With more than half of votes counted, the government Electoral Service said Bachelet had 45.68 percent, trailed by rightist opposition candidate Pinera with 25.83 percent. Experts and officials said a run-off was almost certain.
If elected Bachelet, a separated mother of three who was tortured and exiled during Chile's 17-year dictatorship, will become Chile's first woman president.
Joaquin Lavin, another candidate from Chile's divided conservatives who have been out of power since the end of Augusto Pinochet's dictatorship in 1990, had 23.32 percent of votes.
Tomas Hirsch, from the far-left, had 5.15 percent of the vote.
If victorious, Bachelet will be the fourth consecutive leader from Chile's center-left coalition, which has cut poverty by half and overseen Chile's transformation into the region's star economy.
Bachelet, a former defense minister, has pledged to overhaul Chile's private pension system and continue the liberal social programs and free-market economic policies of her mentor, President Ricardo Lagos.
Support for an agnostic, separated woman like Bachelet shows a dramatic shift in values in this traditionally conservative and Roman Catholic country of 16 million people where divorce was legalized only last year and where "machismo" or male chauvinism is strong.
APPLAUSE FOR PINERA
Supporters at Pinera headquarters burst into applause when early results were announced, anticipating their candidate would go to a second round against Bachelet.
"This means more Chileans want a change," Pinera campaign chief Rodrigo Hinzpeter told reporters.
"It seems like the second (round) is going to be between Michelle Bachelet and Sebastian Pinera," Foreign Relations Minister Ignacio Walker said at the convention center where results were announced.
Political scientist Patricio Navia cautioned that Bachelet would have a tough fight in the second round.
"This is not good news for Bachelet," he said, noting that the total combined votes for the two right wing candidates exceeded those for Bachelet.
But analysts have also said that not all Lavin supporters could be counted on to vote for Pinera in a second round and that Bachelet will probably draw many Hirsch supporters in January.
A CHANCE TO MAKE HISTORY
Chileans lined up under a blazing summer sun to vote on Sunday and Red Cross workers helped voters who collapsed in the heat while standing in long lines.
"I decided to vote in these elections because it is a historic event where for the first time ever there is a great chance of a woman being elected president," said Luis Oliva, a 19-year-old who voted for the first time in Renca, a working-class neighborhood of Santiago.
"I wanted to be a player in writing Chile's future history," he said, dressed in jeans and t-shirt.
(Additional reporting by Froilan Romero and Louise Egan)
Beware the "uh, duh, I'm voting for the woman because she a woman and we've never had a woman" crowd.
Actually, the great hero Pinochet is the one responsible for Chile becoming a star economy.

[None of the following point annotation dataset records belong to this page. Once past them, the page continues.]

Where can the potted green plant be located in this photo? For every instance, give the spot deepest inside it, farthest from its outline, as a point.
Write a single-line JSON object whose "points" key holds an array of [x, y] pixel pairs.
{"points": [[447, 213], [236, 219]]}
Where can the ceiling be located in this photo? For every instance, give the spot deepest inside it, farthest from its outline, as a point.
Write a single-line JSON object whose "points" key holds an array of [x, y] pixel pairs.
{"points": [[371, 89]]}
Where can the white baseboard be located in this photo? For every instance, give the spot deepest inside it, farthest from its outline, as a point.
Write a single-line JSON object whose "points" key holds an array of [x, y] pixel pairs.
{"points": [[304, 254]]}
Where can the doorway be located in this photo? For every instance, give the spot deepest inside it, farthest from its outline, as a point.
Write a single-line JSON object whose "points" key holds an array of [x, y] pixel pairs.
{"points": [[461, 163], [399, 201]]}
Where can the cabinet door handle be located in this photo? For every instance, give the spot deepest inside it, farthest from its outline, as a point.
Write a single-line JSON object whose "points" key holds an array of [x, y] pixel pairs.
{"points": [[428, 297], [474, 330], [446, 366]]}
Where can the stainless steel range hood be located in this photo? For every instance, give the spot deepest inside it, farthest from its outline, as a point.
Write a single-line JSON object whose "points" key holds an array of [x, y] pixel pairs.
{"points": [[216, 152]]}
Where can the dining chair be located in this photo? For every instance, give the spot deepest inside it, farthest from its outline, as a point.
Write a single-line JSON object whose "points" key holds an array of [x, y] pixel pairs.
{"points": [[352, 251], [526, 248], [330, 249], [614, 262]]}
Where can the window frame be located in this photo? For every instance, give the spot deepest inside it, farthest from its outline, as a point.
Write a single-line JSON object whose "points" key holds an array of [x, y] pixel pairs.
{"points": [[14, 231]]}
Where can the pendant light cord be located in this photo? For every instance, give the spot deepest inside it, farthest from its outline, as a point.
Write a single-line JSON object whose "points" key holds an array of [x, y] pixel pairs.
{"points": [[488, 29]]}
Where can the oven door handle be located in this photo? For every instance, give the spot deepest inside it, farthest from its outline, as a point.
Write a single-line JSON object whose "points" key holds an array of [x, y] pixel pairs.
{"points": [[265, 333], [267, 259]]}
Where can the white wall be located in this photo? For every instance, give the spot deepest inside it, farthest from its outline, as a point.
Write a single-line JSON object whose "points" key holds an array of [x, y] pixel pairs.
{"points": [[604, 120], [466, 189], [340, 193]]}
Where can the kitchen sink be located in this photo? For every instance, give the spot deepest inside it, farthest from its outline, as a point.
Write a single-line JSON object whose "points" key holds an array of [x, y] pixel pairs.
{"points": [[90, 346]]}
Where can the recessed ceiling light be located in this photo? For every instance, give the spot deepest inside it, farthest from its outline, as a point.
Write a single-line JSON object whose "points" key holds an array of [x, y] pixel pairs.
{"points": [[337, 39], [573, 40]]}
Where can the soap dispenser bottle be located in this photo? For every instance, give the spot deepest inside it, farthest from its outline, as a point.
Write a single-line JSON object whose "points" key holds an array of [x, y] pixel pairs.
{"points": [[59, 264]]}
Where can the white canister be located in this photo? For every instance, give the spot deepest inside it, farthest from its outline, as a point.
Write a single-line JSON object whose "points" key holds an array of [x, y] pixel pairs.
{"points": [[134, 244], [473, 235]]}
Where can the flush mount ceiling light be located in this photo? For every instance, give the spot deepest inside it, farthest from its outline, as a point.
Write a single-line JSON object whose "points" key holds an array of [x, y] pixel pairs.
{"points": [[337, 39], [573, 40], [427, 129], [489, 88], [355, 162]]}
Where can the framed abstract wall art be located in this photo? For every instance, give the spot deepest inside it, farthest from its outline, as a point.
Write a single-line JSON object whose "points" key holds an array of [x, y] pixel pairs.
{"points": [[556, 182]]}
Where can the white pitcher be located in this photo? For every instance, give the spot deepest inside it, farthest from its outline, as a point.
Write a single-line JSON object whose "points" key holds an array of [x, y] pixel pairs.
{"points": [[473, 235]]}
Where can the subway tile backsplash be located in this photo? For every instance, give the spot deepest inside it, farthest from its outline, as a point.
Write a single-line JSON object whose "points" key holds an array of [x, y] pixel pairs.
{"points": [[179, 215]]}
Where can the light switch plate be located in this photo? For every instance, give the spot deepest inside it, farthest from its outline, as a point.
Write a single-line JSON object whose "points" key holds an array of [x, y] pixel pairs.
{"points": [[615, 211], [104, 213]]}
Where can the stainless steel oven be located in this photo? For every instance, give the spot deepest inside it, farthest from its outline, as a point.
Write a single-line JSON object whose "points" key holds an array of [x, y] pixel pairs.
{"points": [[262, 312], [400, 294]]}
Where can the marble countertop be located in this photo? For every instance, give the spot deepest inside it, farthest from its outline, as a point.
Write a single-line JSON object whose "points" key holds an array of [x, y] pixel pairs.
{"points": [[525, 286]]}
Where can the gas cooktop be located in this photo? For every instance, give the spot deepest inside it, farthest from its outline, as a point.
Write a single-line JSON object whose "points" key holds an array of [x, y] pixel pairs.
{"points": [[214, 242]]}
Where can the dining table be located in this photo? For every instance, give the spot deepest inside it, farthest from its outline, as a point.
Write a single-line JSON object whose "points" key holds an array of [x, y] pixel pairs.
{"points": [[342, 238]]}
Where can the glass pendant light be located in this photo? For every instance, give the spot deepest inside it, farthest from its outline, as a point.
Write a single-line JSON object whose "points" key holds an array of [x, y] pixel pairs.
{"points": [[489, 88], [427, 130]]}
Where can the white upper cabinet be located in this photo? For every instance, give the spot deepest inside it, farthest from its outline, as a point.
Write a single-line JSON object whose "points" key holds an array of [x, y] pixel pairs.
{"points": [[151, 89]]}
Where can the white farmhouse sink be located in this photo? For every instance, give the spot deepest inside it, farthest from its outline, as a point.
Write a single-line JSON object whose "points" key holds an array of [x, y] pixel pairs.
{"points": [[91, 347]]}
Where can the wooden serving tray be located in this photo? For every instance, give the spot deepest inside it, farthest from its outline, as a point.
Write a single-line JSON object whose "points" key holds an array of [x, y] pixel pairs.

"I decided to vote in these elections because it is a historic event where for the first time ever there is a great chance of a woman being elected president,"
----
Yes, put a socialist in control, just to have a woman President -- sounds just like our STUCK-ON-STUPID Thugocrats!!! Deja vu.
Pinochet and that private pension system she wants to "reform" are responsible.
shame
With each passing day, I grow more convinced of Churhcill's remark that "the best arguement against democracy is a five minute conversation with the average voter."
I often recall the story of the voter who, in 1964, told a reporter that she was voting for Lyndon Johnson because Barry Goldwater was going to take away her TV. When the reporter pointed out that what Goldwater actually wanted to do was abolish the Tennessee Valley Authority, she paused, looked back at him, and responded, "Well, I'm not going to take any chances."
South America has reverted to the 70s while we jerk around in Iraq. All the triumphs of the 80s are being overturned and we will soon be surrounded by 20 Cubas.
I love that anecdote!
Sad, but true.
Don't cry for me, Chile.
So a good economy excuses human rights abuses and torture? You know the German economy was pretty good under Hitler too.
You deny that there were torture and human rights abuses in Chile under Pinochet?
Communists don't deserve rights.
Where is that in the constitution/bill of rights?